Penso, entre outras coisas, nos nascituros aos quais é negado o direito de vir ao mundo; em quantos não têm acesso aos meios indispensáveis para uma vida digna;(5) em quantos estão excluídos de uma educação adequada; em quem injustamente está privado de trabalho ou obrigado a trabalhar como um escravo; naqueles que estão presos em condições desumanas, que sofrem torturas ou aos quais é negada a possibilidade de se redimir;(6) nas vítimas de desaparecimentos forçados e nas suas famílias.

O meu pensamento dirige-se também a quantos vivem num clima dominado pela suspeita e pelo desprezo, que são vítimas de ações de intolerância, discriminação e violência devido à sua pertença racial, étnica, nacional ou religiosa.(7)

Por fim, não posso deixar de recordar quantos sofrem múltiplas violações dos próprios direitos fundamentais no trágico contexto dos conflitos armados, enquanto mercadores de morte(8) sem escrúpulos se enriquecem com o preço do sangue dos seus irmãos e irmãs.

Face a estes graves fenómenos, todos somos chamados em causa. De facto, quando os direitos fundamentais são violados, quando são privilegiados alguns em detrimento de outros, ou quando são garantidos só a determinados grupos, então verificam-se graves injustiças, que por sua vez alimentam conflitos com graves consequências quer no âmbito de cada Nação quer nas relações entre elas.

Portanto, cada um é chamado a contribuir com coragem e determinação, na especificidade do próprio papel, para o respeito dos direitos fundamentais de cada pessoa, especialmente das que são “invisíveis”: de muitos que têm fome e sede, que estão nus, doentes, são estrangeiros ou presos (cf.
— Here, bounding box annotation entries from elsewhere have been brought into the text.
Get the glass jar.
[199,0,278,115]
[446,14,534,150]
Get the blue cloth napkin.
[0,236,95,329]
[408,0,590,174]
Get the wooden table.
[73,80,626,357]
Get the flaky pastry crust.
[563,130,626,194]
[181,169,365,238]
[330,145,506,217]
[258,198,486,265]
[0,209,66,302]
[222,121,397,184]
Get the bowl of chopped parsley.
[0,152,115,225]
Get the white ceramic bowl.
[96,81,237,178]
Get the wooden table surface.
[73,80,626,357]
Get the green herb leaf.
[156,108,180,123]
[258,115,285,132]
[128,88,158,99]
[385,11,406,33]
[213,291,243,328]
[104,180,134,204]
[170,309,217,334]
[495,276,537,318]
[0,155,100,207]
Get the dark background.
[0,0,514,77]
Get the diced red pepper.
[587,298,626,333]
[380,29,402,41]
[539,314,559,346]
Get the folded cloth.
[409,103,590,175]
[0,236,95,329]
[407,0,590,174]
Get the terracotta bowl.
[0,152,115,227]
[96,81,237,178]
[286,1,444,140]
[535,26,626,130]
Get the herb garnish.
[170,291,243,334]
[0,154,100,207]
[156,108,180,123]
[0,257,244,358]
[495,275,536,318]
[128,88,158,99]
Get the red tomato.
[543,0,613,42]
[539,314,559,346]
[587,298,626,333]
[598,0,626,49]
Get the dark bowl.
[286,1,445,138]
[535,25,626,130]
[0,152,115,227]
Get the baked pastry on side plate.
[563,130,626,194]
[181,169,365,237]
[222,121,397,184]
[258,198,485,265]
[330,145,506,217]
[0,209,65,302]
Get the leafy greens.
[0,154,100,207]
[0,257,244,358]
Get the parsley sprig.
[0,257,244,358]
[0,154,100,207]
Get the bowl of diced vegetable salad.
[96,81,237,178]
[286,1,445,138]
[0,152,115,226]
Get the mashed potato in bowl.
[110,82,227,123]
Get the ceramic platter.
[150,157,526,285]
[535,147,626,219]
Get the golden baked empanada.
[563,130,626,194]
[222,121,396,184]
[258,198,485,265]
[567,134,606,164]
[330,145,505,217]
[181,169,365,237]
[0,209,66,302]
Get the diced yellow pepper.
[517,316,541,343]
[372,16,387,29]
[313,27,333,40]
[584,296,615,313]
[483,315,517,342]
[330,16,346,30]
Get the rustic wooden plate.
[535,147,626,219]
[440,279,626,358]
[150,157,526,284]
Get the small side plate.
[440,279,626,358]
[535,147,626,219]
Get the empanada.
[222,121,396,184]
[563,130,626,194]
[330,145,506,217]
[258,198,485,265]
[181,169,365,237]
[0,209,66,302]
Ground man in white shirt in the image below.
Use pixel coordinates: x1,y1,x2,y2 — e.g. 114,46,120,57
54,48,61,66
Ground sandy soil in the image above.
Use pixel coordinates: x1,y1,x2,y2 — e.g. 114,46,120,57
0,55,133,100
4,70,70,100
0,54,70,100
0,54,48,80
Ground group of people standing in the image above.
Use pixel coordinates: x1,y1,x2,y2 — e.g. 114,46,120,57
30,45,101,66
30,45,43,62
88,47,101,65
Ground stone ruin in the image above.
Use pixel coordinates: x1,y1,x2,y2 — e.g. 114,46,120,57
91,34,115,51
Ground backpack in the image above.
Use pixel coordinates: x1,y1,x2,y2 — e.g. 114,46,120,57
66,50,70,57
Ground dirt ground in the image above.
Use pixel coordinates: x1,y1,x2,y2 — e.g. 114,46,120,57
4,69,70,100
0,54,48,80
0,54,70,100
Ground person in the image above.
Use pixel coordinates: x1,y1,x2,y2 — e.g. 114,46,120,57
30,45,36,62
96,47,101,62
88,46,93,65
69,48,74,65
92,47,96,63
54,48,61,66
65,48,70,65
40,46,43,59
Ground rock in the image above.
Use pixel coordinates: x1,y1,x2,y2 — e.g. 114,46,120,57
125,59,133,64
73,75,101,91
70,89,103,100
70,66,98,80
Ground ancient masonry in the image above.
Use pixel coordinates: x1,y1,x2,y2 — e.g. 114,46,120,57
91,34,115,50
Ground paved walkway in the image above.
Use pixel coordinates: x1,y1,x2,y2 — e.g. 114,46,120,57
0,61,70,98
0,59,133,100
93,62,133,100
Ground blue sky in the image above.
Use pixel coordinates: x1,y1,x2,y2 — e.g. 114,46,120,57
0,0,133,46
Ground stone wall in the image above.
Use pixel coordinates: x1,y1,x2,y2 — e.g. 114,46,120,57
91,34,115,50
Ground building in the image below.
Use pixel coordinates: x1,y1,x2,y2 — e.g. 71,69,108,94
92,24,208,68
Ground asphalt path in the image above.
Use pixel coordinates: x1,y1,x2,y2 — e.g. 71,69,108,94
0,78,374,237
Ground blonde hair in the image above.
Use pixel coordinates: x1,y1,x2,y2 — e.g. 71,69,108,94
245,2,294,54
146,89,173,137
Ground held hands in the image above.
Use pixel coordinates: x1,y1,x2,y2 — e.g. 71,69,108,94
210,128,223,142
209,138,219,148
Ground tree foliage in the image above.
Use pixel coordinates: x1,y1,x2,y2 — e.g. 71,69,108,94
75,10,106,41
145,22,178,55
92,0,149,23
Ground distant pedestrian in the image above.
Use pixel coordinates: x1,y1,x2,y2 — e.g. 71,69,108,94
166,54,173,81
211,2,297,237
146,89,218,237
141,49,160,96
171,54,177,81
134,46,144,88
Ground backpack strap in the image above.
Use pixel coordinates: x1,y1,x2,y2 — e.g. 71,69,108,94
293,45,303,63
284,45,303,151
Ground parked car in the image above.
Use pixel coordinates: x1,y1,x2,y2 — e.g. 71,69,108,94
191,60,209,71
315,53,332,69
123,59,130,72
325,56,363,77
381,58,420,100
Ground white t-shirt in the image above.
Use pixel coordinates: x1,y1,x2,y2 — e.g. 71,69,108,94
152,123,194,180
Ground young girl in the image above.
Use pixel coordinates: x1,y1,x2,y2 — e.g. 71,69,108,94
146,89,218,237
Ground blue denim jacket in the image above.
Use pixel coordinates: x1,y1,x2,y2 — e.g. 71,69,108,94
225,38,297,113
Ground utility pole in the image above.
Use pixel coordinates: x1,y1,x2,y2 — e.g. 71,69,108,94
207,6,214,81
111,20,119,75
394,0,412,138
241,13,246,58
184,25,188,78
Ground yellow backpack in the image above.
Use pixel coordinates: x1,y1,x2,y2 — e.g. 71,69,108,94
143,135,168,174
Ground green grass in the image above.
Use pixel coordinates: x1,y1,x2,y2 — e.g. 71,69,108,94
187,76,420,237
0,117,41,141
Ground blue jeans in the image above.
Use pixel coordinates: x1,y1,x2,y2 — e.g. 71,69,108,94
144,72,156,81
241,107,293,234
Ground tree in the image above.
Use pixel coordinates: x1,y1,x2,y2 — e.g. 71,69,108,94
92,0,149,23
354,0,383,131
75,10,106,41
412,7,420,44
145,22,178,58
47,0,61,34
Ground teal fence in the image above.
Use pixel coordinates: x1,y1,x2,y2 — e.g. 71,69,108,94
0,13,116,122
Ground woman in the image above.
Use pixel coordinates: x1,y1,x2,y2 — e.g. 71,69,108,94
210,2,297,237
Mt 25, 35-36), que vivem à margem da sociedade ou são por ela descartados.

A exigência de justiça e de solidariedade representa um significado especial para nós cristãos, porque o próprio Evangelho nos convida a dirigir o olhar para os mais pequeninos dos nossos irmãos e irmãs, a sentir compaixão (cf. Mt 14, 14) e a comprometer-nos concretamente para aliviar os seus sofrimentos.

Nesta ocasião, desejo dirigir um urgente apelo a quantos têm responsabilidades institucionais, pedindo-lhes para pôr os direitos humanos no centro de todas as políticas, inclusive as de cooperação ao desenvolvimento, mesmo quando isto significar ir contracorrente.

Com os votos de que estes dias de reflexão possam despertar as consciências e inspirar iniciativas destinadas a tutelar e promover a dignidade humana, confio cada um de vós, as vossas famílias e os vossos povos à intercessão de Maria Santíssima, Rainha da paz, e invoco sobre todos a abundância das bênçãos divinas.

Vaticano, 10 de dezembro de 2018

Francisco

 


1 Cf. Declaração Universal dos Direitos do Homem, 10 de dezembro de 1948, Preâmbulo e Artigo 1.

2 Cf. Declaração de Viena, 25 de junho de 1993, n. 5.

3 Declaração Universal dos Direitos do Homem, art. 29. 1.

4 Cf. Exort. ap. Evangelii gaudium, 53.

5 Cf. João XXIII, Carta Enc. Pacem in terris, 11 de abril de 1963, 6.

6 Cf. Catecismo da Igreja Católica, n. 2267.

7 Cf. Discurso aos participantes na Conferência mundial sobre o tema “Xenofobia, racismo e nacionalismo popular, no contexto das migrações mundiais, 20 de setembro de 2018.

8 Cf. Audiência geral, Praça de São Pedro, 11 de junho de 2014.